Heather in Senegal

Monday, May 22, 2006

April 18
Today I woke feeling a little sick in the throat. I didn’t really think I had a fever, but the medical suitcase we were given contains a thermometer, so I decided to postpone my bucket bath by learning my temperature. After a few tries that yielded numbers like 95, 98, and 101, I gave the thermometer a vigorous shake, thinking to reset it and get a fresh start. It flew out of my hand and smashed on the floor. The mercury spread out into many little balls. If you roll one towards another, the two unite when they touch. I sat on the floor in my pajamas playing with my eventually big ball of mercury, experimenting with how it feels to touch mercury and how the substance reacts to being poked and prodded by other objects, until when shifting my position to retrieve the ball after one particularly forceful push, and I placed myself on top of a tiny sharp shard of the thermometer that has been stinging my thigh ever since.
However, language class went well today. When Nick, the source of my throat and glass problems, left class at my urging after spending the first thirty minutes looking worriedly into his hands after each loud cough to see what had emerged, I discovered that my language class has been one person too big.

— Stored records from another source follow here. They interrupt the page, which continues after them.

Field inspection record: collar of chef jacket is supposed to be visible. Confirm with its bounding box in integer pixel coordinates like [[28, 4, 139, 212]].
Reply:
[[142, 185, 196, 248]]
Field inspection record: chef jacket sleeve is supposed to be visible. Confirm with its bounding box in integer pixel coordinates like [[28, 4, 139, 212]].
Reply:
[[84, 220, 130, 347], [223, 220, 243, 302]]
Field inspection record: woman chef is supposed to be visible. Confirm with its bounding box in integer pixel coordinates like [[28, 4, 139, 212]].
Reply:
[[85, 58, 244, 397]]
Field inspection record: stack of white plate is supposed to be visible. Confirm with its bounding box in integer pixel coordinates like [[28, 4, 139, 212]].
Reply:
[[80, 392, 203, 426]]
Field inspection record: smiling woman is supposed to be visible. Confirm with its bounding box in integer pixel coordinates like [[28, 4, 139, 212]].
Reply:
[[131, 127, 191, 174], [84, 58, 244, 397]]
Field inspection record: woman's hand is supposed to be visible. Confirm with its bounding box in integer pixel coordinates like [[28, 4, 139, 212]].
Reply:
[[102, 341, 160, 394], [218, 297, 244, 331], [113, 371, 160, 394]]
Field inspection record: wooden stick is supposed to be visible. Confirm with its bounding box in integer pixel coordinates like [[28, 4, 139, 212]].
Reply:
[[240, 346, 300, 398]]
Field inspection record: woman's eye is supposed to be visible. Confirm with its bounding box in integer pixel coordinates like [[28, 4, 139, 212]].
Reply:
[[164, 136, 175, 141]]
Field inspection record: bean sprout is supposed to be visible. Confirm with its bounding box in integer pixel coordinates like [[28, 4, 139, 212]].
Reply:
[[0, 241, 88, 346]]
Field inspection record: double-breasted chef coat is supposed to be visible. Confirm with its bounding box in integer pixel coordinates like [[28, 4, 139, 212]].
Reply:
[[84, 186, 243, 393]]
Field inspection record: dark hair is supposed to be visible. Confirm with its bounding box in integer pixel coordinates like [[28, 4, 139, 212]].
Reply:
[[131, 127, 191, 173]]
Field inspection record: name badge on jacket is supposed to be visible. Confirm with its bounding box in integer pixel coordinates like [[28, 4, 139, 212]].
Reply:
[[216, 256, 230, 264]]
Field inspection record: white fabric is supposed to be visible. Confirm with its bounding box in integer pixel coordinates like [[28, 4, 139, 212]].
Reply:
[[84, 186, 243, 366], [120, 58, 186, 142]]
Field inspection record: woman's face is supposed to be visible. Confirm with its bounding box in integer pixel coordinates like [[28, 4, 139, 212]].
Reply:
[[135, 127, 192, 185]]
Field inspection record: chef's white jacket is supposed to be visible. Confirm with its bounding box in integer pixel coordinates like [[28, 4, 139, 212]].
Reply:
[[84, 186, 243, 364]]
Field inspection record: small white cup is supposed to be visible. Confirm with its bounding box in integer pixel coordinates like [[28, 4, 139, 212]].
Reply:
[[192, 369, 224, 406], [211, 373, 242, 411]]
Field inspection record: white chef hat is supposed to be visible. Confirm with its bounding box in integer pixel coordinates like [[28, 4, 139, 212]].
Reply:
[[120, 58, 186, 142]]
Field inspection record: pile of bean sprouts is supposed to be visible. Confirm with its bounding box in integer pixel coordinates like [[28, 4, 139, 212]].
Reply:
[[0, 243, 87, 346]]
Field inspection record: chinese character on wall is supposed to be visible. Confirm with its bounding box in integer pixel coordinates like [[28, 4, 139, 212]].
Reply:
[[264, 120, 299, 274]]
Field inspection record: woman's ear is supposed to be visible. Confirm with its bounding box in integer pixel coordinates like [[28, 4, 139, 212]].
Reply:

After Nick went to the sick-bay, I excelled. I am usually the slow student, still taking notes on one concept when Nick and Samba are beginning the next, which frequently leads to Samba waiting for me to answer questions that I never actually heard. But today, partially because he went at my pace, and partially because as the only person there to answer Samba’s questions I had to be on the ball for the whole class, I excelled. I think the demoralizing feeling of giving blank stares has been making me slower. Feeling today like I was doing well made me act smarter. Also, I used a little trick to gain some respect. Yesterday Samba began teaching the future tense. He covered the first class of verbs but didn’t have time reach the second and third. Last night I consulted the grammar book, and today I very nonchalantly spoke in the future tense using a second class verb with the correct suffix. Samba nearly fell over. He asked how I knew the verb structure. I replied in Fulakunnda it was because I am Senegalese.